When it came to the subject of homosexuality he said the anti-gay bill was now law, although it is under challenge in Uganda’s Constitutional Court. As such, he did not want to comment publicly on a matter that was now sub judice, so he left it at that.

Uganda’s involvement in South Sudan was described and defended as an effort to safeguard Uganda’s strategic interests in the region, though the Prime Minister noted that Uganda had entered South Sudan after President Salva Kiir requested support from our President.
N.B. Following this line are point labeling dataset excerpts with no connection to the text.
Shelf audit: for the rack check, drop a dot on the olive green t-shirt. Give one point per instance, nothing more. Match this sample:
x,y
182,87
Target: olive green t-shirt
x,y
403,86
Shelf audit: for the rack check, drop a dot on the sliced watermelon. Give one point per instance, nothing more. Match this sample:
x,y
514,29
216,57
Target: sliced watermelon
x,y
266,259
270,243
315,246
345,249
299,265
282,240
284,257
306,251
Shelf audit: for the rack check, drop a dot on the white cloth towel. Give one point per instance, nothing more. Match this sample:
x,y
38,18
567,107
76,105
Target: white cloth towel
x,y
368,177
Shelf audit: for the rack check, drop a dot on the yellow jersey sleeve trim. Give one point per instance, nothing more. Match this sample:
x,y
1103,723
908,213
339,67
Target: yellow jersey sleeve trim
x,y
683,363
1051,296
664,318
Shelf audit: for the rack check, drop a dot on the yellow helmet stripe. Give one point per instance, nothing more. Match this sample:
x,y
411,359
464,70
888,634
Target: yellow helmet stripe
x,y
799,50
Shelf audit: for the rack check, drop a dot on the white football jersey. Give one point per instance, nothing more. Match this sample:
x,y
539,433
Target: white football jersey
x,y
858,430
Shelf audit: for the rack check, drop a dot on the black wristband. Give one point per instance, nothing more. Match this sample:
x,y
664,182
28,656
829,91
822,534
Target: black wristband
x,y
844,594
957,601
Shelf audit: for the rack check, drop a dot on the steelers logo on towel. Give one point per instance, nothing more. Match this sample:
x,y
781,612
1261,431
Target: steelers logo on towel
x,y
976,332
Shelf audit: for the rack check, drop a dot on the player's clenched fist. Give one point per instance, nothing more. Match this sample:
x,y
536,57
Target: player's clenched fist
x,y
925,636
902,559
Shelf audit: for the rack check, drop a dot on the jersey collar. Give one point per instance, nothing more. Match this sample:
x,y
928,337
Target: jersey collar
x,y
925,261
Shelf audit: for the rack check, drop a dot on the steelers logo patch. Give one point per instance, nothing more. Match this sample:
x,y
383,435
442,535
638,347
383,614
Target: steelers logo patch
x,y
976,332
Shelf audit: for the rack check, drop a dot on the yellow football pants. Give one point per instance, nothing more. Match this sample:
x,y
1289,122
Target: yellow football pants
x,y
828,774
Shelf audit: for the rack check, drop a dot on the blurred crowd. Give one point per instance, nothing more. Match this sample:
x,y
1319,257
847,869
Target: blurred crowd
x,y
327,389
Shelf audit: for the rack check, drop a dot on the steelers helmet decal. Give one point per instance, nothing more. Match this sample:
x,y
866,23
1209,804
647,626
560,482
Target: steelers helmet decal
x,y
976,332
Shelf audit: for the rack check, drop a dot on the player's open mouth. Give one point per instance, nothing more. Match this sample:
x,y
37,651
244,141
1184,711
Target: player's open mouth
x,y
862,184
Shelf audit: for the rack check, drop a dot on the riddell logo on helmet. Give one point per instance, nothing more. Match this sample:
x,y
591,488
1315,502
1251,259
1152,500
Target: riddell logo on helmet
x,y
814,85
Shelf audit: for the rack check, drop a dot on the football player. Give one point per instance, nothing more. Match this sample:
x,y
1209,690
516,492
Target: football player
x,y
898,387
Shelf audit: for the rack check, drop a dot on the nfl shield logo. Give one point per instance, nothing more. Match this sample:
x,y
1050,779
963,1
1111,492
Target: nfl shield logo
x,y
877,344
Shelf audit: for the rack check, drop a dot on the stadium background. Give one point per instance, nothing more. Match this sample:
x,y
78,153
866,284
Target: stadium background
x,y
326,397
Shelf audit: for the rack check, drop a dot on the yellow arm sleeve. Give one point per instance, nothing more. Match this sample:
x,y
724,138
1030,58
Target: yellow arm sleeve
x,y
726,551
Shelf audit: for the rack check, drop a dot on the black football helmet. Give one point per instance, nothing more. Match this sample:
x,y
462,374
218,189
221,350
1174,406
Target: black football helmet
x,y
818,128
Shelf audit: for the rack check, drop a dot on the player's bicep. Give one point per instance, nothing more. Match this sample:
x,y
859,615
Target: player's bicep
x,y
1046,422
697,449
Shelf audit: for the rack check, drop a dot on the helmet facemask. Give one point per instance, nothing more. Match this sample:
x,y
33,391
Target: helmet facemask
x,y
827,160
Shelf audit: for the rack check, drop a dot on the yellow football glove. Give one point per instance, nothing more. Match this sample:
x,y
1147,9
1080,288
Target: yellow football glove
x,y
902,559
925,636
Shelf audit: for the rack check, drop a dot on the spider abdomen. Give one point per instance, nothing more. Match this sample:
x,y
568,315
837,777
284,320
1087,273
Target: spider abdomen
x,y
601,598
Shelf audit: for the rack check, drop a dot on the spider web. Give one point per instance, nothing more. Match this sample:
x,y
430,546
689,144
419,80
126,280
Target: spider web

He did not indicate however who was shouldering the burden of this war effort in South Sudan.

We discussed Uganda government oil policy and the Public Management Order Bill that is now law and has caused the opposition parties many headaches, since all public gatherings require prior police permission and supervision to proceed.

As we concluded, I asked the Prime Minister about what effort the government was making to support diaspora initiatives and the possibility of the Uganda government creating a Boston consulate to promote trade and investment, since Boston is home to the biggest concentration of Ugandans in North America. (other consulates exist in Texas, Illinois, Colorado and California)  He pledged to take it up with the relevant government organs and also encouraged Ugandans living abroad to register for the newly instituted National Identity Card project that will soon be extending to Ugandans living in the diaspora soon.

Overall, I came away quite impressed with the Prime Minister, who was personable, orderly and thoughtful in his responses.  Like or hate him, John Patrick Amama Mbabazi is definitely one politician to watch on Uganda’s changing political landscape. Ugandan Diaspora News is proud to present the full video interview of the Prime Minister’s Q&A in Boston — good viewing!

Historical footnote — In 2016 President Museveni will have been in power for 30 years and by the end of 2021 it will be another 35 years. For a youthful population that has only known President Yoweri Museveni at the helm of Uganda’s Presidential politics, it will be interesting to observe how they react to the elder statesman’s wishes if and when 2021 comes knocking. Of course, much can change between now and then.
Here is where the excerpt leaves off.